S01 (✅ Closed) + S02 (✅ Closed) + S03 (✅ Closed) — foundation Epic upstream
   ↓
S04 (this Story, wp#119) :
  PR draft → CR + committee plan_review → merge → wp#119 Specified → In progress → Developed → Tested → Closed
  Single PR : pyproject.toml + tests/conftest.py + 8 placeholder dirs + ~200 marker insertions + new marker discipline tests
   ↓
S05 (Testcontainers helpers — 5 services) [unblocked]
S06 (flaky-test detector — uses #756) [unblocked]
S07 (existing tests layout migration follow-up) [unblocked]
S08 (CI workflow files + G5/G6 guardrails) [unblocked, depends on S05+S06]
S09 (Grafana wiring — per-tier latency dashboards) [unblocked, depends on S08]

9. References¶

Parent Epic : CVN-N015-EA — Test stack foundation (OP wp#107 / GH #827)
S01 strategy doc : ../strategy/CVN-N015-test-strategy.md — §2 marker catalogue source
S02 requirements : 2026-05-06-cvn-n015-ea-s02-requirements-plan.md — F1-F8 + NF1-NF11 + U1-U7 contracts
S03 architecture : 2026-05-06-cvn-n015-ea-s03-architecture-plan.md — §2 directory layout + §6 mechanism
ADR-0083 (test taxonomy) — the 12-type catalogue
ADR-0084 (foundation stack pick — pytest 8.x + xdist 3.x)
ADR-0085 (fixture scope discipline — function default, session opt-in)
ADR-0087 (Story-phase test integration — --story plugin + 4 invariants)
ADR-0088 (test cases + datasets versioned — directory layout this Story instantiates)
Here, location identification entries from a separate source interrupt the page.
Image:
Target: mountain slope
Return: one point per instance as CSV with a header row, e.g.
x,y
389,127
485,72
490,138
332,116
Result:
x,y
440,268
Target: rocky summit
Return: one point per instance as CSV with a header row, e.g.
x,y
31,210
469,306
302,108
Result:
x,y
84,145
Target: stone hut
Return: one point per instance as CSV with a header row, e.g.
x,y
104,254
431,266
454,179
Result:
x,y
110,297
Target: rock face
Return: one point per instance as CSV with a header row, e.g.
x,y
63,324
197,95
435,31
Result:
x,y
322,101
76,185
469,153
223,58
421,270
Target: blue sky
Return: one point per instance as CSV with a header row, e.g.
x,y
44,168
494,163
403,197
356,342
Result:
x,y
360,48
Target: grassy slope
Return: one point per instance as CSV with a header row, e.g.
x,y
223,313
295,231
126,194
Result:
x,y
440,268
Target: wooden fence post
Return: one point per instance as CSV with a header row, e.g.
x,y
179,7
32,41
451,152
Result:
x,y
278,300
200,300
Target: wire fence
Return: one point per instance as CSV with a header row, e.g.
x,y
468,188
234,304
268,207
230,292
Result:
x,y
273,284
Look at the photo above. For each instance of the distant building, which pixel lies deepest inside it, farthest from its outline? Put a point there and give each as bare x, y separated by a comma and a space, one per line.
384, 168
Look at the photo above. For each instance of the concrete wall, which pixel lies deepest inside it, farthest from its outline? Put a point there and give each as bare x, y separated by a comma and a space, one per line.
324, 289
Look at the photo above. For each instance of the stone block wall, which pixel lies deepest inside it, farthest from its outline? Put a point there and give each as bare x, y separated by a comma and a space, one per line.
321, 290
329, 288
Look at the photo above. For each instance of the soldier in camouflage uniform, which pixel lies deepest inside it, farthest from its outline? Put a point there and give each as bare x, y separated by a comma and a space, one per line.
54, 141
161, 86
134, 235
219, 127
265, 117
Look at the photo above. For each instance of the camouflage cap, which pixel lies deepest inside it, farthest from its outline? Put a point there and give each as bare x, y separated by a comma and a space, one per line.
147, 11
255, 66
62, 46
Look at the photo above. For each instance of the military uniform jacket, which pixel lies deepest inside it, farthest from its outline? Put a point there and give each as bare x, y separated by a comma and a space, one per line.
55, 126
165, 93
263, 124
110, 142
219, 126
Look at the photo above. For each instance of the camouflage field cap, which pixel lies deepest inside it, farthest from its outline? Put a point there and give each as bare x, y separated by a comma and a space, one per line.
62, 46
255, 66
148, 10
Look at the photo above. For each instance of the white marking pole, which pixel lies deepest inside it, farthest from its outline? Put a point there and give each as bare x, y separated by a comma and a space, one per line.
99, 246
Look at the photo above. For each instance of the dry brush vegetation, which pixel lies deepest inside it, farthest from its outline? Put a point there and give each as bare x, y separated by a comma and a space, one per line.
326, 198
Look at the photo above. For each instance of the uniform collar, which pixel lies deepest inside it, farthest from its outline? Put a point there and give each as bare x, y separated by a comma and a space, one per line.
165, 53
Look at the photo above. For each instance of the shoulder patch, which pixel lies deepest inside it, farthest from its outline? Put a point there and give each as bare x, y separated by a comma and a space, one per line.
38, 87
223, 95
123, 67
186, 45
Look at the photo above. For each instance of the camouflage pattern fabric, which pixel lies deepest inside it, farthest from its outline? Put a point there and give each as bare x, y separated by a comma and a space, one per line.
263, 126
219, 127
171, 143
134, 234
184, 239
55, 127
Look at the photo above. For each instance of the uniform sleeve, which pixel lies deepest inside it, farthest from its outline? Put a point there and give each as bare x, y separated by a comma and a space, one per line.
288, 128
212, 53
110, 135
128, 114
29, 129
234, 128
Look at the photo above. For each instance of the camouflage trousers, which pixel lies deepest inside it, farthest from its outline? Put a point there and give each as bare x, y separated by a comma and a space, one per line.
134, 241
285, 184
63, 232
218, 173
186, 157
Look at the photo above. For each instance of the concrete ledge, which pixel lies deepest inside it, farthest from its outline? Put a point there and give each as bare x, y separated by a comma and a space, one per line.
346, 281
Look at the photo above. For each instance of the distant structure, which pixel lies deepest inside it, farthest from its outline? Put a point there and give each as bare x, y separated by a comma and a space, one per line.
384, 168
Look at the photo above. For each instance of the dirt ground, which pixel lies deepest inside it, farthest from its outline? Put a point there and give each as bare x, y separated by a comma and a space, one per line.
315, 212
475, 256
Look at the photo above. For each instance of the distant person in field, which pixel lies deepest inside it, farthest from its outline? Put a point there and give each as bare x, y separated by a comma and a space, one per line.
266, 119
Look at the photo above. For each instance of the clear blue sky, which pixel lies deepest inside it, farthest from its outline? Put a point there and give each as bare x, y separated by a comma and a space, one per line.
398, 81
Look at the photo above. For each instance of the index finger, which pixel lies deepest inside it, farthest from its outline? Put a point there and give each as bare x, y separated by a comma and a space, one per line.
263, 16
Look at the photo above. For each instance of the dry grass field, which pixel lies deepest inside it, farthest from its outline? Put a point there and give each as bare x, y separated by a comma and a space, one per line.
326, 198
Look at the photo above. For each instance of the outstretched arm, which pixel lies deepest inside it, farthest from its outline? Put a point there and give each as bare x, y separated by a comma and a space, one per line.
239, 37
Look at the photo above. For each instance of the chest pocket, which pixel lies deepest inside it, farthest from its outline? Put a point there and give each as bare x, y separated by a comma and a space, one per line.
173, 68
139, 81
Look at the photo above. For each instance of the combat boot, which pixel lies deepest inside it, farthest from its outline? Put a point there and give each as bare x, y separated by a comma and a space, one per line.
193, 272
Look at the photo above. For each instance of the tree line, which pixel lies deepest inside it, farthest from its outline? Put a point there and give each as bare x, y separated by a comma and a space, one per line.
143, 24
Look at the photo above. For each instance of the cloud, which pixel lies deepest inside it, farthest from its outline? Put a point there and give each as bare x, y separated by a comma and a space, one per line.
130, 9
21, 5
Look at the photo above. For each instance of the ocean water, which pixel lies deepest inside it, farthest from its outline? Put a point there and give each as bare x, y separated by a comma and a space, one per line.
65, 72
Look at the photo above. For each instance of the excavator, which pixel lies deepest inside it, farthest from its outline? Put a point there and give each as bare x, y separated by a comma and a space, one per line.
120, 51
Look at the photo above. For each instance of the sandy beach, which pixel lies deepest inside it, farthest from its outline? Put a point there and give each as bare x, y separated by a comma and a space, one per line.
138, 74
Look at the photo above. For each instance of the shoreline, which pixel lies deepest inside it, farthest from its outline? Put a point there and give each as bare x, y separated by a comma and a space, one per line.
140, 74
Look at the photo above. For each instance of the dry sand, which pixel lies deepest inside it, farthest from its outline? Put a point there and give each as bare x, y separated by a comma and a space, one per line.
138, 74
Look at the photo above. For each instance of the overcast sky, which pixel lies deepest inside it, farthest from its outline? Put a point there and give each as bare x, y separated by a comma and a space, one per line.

10. Plan-review questions for committee¶

Marker story registration : registered as bare story in the markers list (per CR pass 147d4c81 — pytest requires bare identifiers, not story(cvn_id)). The cvn_id is a runtime parameter convention via @pytest.mark.story("CVN-..."). Does committee endorse the bare-name + runtime-arg pattern (which is what every existing pytest marker with arguments does, e.g. pytest.mark.parametrize) ?
File-level pytestmark vs per-test decorator : §4.3 chooses file-level for the bulk migration. Does committee endorse this for consistency, or should some test types (e.g., property tests that are individually parameterised) carry per-test decorators by default ?
--strict-config enforcement : we add it alongside --strict-markers. This means any unknown config key in pyproject.toml [tool.pytest.ini_options] fails. Is that the right strictness for v1, or should we run --strict-markers only and add --strict-config after S05+ confirms the config is stable ?
Empty placeholder dirs with READMEs : §4.5 creates 8 placeholder dirs with brief READMEs. Acceptable hygiene, or should we wait until S05+ creates them on-demand to avoid empty-dir pollution ?
test_marker_discipline.py location : we put it under tests/unit/. Should it move to tests/ root (since it's about the suite itself, not a unit test of any code path) ?
Migration commit granularity : single squash commit for the ~200 marker insertions, OR 12 commits (one per marker type) for finer git-blame ? Tradeoff is reviewability vs blame fidelity.